The prosecution has questioned more than 30 high-ranking officials of a state-run railway regulator to verify whether they were involved in bribery allegations surrounding the Korea Rail Network Authority (KRNA).

The public railway corporation is accused of favoring two local parts suppliers in their bidding processes.

The move came four days after Kim Kwang-jae, who served as the president of the KRNA until January, committed suicide while he was being investigated for his potential involvement in the alleged railway corruption scandal.

Kim was under investigation following testimony from a Saenuri Party spokesman who said that Kim received 30 million won ($29,640) from the chairman of AVT, a railway parts supplier.

The summoned officials hold ranks equivalent to or higher than a division head and were partly tasked with solidifying deals with Sampyo E&C and AVT, the parts suppliers, since 2011.

The Seoul Central District Prosecutors’ Office said that the summoned officials are suspected of signing internal documents that allegedly directed the exclusion of a U.K. railway parts company in a 2012 bid to supply railway fastening parts for the construction of the Honam High Speed Railway. AVT finally won the bid.

Among them, the former head of the railroad division at the KRNA is suspected of playing a key role in connecting influential figures from both the public railway regulator and private suppliers.

Having graduated from the same university as the former KRNA President Kim, the division chief, surnamed Choi, often arranged meetings between the state-run regulator and private companies. Prosecutors suspect that graduates of Yeungnam University were at the center of the allegations.

“Choi often contacted the executives of AVT, as well as Sampyo,” said a senior source from the KRNA. “I heard that the head of the KRNA and the chairmen of the private companies mainly talked about the deals in closed meetings that Choi arranged.”

Prosecutors have ended their investigation into the late Kim, though they have expanded the probe to include those in the political sector.

Kim’s suicide note suggests that political forces may have played a role in the alleged bribery scandal.

As part of the investigation, the prosecution has arrested Kwon Young-mo, the senior deputy spokesman of the Saenuri Party.

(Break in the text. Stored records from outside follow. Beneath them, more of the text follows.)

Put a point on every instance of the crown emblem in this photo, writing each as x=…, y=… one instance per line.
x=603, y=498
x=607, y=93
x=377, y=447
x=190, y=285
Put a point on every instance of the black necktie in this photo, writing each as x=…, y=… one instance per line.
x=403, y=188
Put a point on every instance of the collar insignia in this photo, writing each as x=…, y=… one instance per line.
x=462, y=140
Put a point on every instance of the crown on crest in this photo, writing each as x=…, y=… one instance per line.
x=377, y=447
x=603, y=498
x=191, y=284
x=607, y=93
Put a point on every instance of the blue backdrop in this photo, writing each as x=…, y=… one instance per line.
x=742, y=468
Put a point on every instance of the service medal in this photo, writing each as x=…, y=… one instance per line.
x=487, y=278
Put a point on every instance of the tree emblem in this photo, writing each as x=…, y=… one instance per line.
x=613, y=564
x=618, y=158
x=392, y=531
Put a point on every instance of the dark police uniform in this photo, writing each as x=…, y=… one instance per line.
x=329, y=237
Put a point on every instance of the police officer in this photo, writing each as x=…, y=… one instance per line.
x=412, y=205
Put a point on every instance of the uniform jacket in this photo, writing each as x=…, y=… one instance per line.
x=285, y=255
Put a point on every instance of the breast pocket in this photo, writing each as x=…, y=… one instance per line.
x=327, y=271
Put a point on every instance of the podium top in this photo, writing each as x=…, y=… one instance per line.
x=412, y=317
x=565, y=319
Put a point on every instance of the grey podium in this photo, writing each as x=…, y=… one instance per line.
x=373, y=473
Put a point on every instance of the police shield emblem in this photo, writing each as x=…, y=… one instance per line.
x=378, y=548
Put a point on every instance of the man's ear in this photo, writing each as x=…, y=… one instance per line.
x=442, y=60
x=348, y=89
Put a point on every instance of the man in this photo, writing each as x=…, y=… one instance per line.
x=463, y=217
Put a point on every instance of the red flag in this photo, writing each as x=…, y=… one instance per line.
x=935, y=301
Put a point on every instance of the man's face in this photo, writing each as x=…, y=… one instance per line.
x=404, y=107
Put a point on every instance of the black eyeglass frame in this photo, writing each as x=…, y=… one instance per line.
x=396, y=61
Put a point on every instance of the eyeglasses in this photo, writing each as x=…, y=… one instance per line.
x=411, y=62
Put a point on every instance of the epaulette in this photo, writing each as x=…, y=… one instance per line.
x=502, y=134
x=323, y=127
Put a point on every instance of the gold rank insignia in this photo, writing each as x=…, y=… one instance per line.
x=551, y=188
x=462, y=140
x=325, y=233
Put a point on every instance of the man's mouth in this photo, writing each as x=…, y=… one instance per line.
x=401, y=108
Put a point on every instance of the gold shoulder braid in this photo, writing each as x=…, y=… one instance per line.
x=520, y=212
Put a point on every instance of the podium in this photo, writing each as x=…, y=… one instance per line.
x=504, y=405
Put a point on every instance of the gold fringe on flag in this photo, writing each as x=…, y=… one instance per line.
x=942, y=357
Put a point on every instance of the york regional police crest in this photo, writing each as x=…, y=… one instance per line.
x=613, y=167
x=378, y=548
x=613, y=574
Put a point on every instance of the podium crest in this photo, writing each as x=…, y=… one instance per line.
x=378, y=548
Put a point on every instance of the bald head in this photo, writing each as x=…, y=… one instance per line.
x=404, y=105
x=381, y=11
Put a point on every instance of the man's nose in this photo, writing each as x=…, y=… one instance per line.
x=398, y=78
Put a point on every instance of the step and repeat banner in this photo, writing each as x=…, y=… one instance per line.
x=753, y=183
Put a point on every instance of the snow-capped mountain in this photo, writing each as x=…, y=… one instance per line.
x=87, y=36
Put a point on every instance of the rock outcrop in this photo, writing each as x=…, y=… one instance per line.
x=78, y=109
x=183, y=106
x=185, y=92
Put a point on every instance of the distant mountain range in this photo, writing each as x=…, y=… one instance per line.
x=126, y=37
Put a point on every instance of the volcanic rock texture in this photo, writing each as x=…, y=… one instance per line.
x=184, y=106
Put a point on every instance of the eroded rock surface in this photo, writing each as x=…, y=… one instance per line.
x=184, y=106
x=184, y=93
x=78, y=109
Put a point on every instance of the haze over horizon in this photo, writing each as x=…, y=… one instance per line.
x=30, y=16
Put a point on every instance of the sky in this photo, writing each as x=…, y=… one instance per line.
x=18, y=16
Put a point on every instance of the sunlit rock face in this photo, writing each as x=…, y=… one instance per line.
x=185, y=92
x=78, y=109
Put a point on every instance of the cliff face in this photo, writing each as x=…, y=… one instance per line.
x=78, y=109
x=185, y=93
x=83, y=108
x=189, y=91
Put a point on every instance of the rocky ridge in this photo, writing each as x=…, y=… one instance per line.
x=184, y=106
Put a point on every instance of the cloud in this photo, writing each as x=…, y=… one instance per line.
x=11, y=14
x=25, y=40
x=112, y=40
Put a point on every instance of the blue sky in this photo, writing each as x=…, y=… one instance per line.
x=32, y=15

Kwon confessed to handing over funds from the chairman of AVT to Kim in order to give the company exclusive rights to supply key parts. Prosecutors suspect Kwon, who was a legal consultant to AVT, acted as a middleman for the company.

Investigators pointed out that the revolving door between public regulators and private companies is the primary reason for such corruption scandals. Private parts and construction companies are often eager to hire former presidents of public corporations, assuming that they can use their influence in selecting bidders.

“The railway industry is vulnerable to the drawbacks of the revolving door practice because there are a lot of large construction deals going on between public and private companies,” a prosecutor said. “We’re targeting those who once served at KRNA but moved on to private companies in order to find more cases.”